I wake up alone and cold and freezing and scared and I realize-

I realize this is how my life is, nowadays.

I laugh. This is how my life's always been: a continuation of yesterday's fear pouring itself into the next twenty four years and cycling, pedaling again and again until I'm a ball of endless misery, rolling to a waiting bucket of endless darkness.

I wake up and, of course, my head hurts.

It's dark: black like a stranger's soul. I can't make out anything but spots of tiny colors forming right before my eyes because my mind is fucking going to explode-

My throat scraps against my skin. I try to clear it. Cease my efforts midway. Cry out in pain, asking for nonexistent help, then stop that, too,  laying down on the dank ground, staring up, down, around, here and there at a sea of gloom ...

Where am I

Where am I

Where am I

I close my eyes and start to count to twenty. I start to think about mom; her pretty face, her wide gaze. I think about her innocent ways and I think about her shell of ignorance. I wonder if it helped, believing this world really wasn't that cruel, protected under a steam of goodness and love-

I think about her words. The promise I made, her arms; soft, around me.

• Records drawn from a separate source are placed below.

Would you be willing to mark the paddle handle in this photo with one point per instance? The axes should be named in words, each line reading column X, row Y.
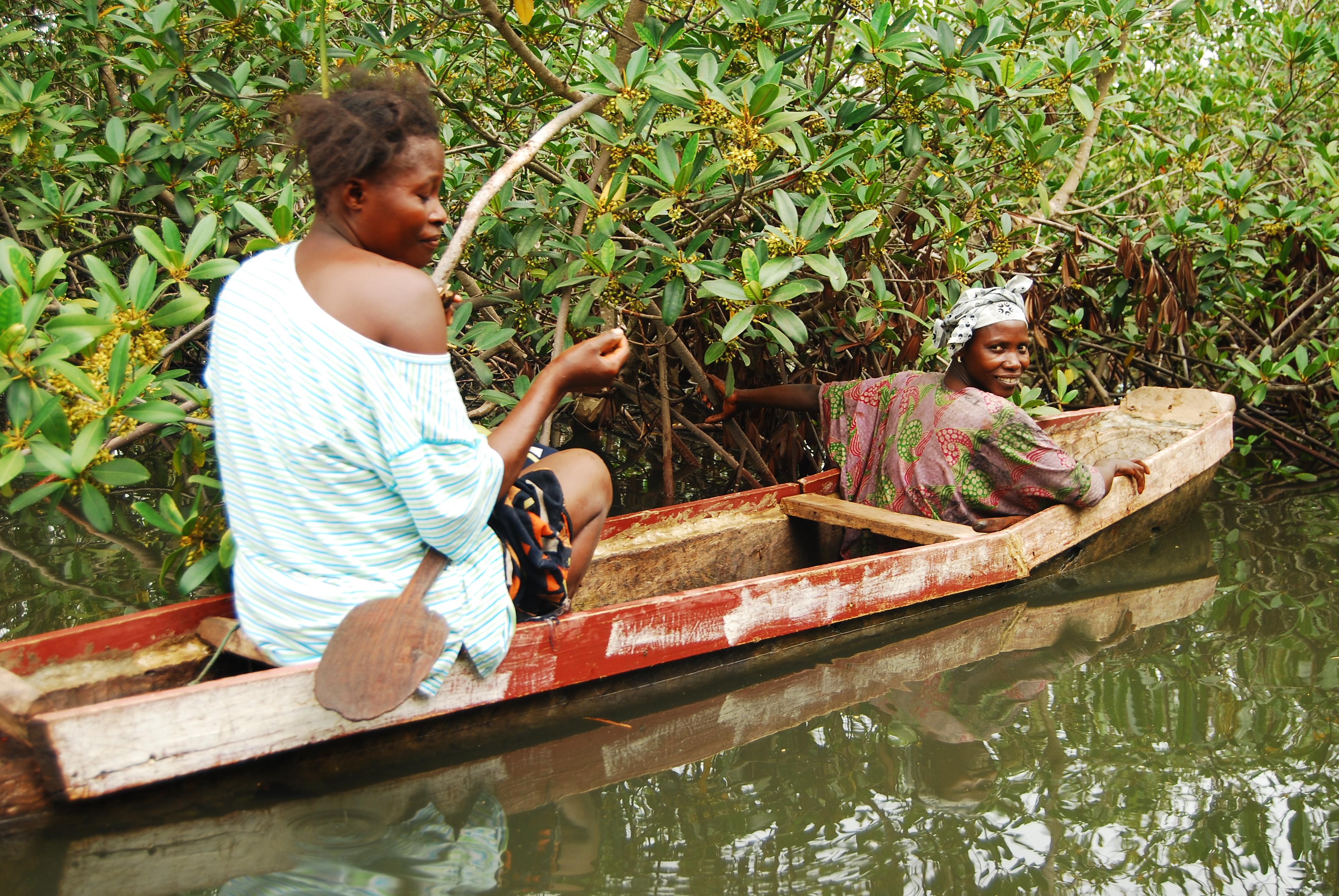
column 424, row 578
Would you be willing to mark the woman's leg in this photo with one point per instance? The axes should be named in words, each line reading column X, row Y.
column 587, row 493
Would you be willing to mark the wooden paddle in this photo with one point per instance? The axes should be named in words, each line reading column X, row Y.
column 384, row 650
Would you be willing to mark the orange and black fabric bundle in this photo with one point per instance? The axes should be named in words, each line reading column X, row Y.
column 536, row 535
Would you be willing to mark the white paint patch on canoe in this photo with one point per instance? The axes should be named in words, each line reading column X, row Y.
column 632, row 637
column 806, row 602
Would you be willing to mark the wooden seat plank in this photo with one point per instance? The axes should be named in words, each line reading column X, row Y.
column 922, row 531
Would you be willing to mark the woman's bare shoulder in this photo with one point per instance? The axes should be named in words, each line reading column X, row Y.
column 379, row 298
column 412, row 317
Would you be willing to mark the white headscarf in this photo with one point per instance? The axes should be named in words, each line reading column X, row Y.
column 977, row 309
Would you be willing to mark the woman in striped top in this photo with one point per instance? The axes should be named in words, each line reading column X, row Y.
column 342, row 438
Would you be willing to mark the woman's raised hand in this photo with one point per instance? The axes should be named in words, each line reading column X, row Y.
column 592, row 365
column 1112, row 468
column 1136, row 469
column 729, row 404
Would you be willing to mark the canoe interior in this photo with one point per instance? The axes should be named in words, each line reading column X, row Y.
column 642, row 555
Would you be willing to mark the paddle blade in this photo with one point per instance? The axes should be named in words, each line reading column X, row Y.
column 378, row 655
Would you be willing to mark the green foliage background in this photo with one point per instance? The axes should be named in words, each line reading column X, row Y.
column 792, row 189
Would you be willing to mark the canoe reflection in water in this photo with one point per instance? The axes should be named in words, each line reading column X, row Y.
column 728, row 753
column 343, row 853
column 958, row 712
column 351, row 853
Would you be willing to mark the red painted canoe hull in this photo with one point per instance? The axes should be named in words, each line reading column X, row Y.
column 126, row 743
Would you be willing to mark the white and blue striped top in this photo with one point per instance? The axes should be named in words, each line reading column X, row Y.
column 341, row 458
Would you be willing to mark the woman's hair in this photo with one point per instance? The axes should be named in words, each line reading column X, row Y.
column 362, row 127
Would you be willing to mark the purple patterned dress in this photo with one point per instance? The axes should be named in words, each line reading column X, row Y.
column 910, row 445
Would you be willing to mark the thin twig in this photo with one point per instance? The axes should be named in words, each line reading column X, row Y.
column 471, row 219
column 188, row 337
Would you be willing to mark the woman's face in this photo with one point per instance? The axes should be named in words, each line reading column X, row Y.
column 398, row 213
column 995, row 357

"New," she'd said, smiling like the angel she was. "That's what you need, babybear. A new set of everything."

That's why I'm here, I think, now, bitterly. For a new everything.

I start to lose consciousness. I start to feel my eyelids grow heavier and I start to hear voices that don't seem distant but probably are because I'm alone, right? I'm alone in this world, I've always been.

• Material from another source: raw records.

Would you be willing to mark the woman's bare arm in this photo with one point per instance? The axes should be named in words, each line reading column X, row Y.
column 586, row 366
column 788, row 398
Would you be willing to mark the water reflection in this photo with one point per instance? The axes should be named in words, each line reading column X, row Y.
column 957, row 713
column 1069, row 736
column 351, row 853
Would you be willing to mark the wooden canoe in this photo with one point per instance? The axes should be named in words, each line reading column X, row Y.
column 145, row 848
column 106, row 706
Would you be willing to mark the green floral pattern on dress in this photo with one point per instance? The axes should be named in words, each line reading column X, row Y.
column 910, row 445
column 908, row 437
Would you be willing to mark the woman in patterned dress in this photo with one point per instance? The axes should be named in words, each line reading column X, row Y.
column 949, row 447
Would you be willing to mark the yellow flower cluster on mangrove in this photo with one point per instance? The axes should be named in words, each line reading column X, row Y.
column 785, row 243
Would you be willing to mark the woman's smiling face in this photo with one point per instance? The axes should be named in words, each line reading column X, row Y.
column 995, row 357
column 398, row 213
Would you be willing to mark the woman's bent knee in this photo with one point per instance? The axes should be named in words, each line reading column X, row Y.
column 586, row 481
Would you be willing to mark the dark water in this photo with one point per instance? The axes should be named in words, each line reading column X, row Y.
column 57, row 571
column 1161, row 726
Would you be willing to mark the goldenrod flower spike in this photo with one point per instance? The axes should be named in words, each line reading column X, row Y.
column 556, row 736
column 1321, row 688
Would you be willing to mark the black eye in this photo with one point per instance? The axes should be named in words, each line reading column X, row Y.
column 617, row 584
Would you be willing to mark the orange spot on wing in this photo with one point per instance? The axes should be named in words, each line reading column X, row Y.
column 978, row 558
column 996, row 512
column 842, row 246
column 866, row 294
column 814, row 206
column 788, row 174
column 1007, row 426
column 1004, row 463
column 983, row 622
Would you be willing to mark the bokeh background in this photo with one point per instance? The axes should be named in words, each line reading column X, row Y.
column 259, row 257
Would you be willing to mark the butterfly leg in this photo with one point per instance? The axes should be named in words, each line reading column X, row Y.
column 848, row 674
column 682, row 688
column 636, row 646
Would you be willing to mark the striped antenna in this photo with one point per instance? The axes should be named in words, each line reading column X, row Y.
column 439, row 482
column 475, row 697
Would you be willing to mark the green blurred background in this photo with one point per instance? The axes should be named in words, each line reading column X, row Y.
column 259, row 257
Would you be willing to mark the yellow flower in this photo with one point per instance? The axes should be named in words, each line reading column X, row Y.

My mind fogs. My vision disconnects with reality. For a small second, I am dead.

Then.

I hear it.

I hear them.

Words. A language. Distilled conversations, in sounds, in tones like honey, soft and loud and one angry and one probably light and I regain energy, I start to shout for help, I say, "Someone," I croak out, "Please," I beg, "Anybody out there, please!"

The world desists. The voices halt. The uttering is gone and I'm scared, I'm scared I scared them away and I'm scared if I'd imagined it all, if really, there hadn't been anyone, if, really, I'm just fucking losing my mind-

One last time. I strain one last time. I jerk my limbs. I order my brain to move, to stand up. I crawl over to the left, right, some direction, and I say, "Hello?"

A filter of hope shows. A tiny orb of light. Floating in the air, bright yellow, like a miniature sun, floating and floating and diving through the air like a cloud and its halo casts shadows across the wall, the walls I'm surrounded By, and I think, I'm in a cave, I think, how is the light moving? I think, yes, I'm probably crazy.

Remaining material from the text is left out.